私が特別というわけではなく、あの時代は親の仕事を子どもが手伝うのはごく自然なことで、八百屋の息子は学校から帰れば野菜を売るし、魚屋の息子も学校が終われば魚をさばく。これらは当たり前のことでした。また家業を持つ家は、長男が跡を継ぐのは当然のことで、長男が他の仕事をやりたいなんて言い出すと、ろくでなしのレッテルが貼られてしまうような時代です。

image5 (1)

それでも親父は「お前の好きなことをやれ」と言ってくれていました。しかし子どもながらに、それは親父の本心ではないと気がついてしまったのです。親父の顔や、普段の振る舞いを見ていれば一目瞭然でした。分かりやすいんですよ(苦笑)。それにうちは、私のほかに姉が2人いましたが、男は自分だけ。自分が継がなければ、この店はなくなってしまう。

この現実と向き合い、自分の置かれた状況を今一度見つめ直し、考え抜いた結果、高校卒業後、私は職人の道へ進みました。

 

 

「仕事場は戦場だ!」死ぬまで褒められたことは一度もない

image6

高校を卒業してから、親父の勧めで別の型屋に一年半ほど行儀見習いに行きました。当時、写真製版、つまりシルクスクリーンがはやり始めていたころで、後学のためにも新しい技術を学んでおけ、という親父の考えでした。

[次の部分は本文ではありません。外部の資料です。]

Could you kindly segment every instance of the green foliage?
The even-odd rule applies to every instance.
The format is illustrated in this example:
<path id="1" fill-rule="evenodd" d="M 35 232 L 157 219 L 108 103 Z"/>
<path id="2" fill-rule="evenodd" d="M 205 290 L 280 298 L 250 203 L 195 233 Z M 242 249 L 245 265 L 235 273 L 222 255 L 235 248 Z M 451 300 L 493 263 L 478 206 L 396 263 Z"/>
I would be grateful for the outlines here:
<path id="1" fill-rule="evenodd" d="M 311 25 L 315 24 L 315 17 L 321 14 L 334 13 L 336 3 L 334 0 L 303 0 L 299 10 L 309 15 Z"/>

ここでの経験は、とても勉強になったなぁと感じています。よその家で家事手伝いをしながら、よその家族とご飯を食べて、仕事をする。おそらく私は、跡継ぎとして期待されていたこともあり、非常に甘やかされて育ったため、生きるって大変だなぁと思い知ったものです。

image7

そうした生活を経て、自分の家に戻り、やっと修業が始まりました。最初は小刀の研ぎ方や作り方から。学校の先生なら丁寧に教えてくれますが、手本を一回見せたら「やってみろ」が基本の世界。彫る技法も「引彫り」や「錐(きり)彫り」など多岐に渡るため、それらの技法に合わせた小刀が必要になります。錐彫りの小刀だけでも30種以上はあるでしょうか。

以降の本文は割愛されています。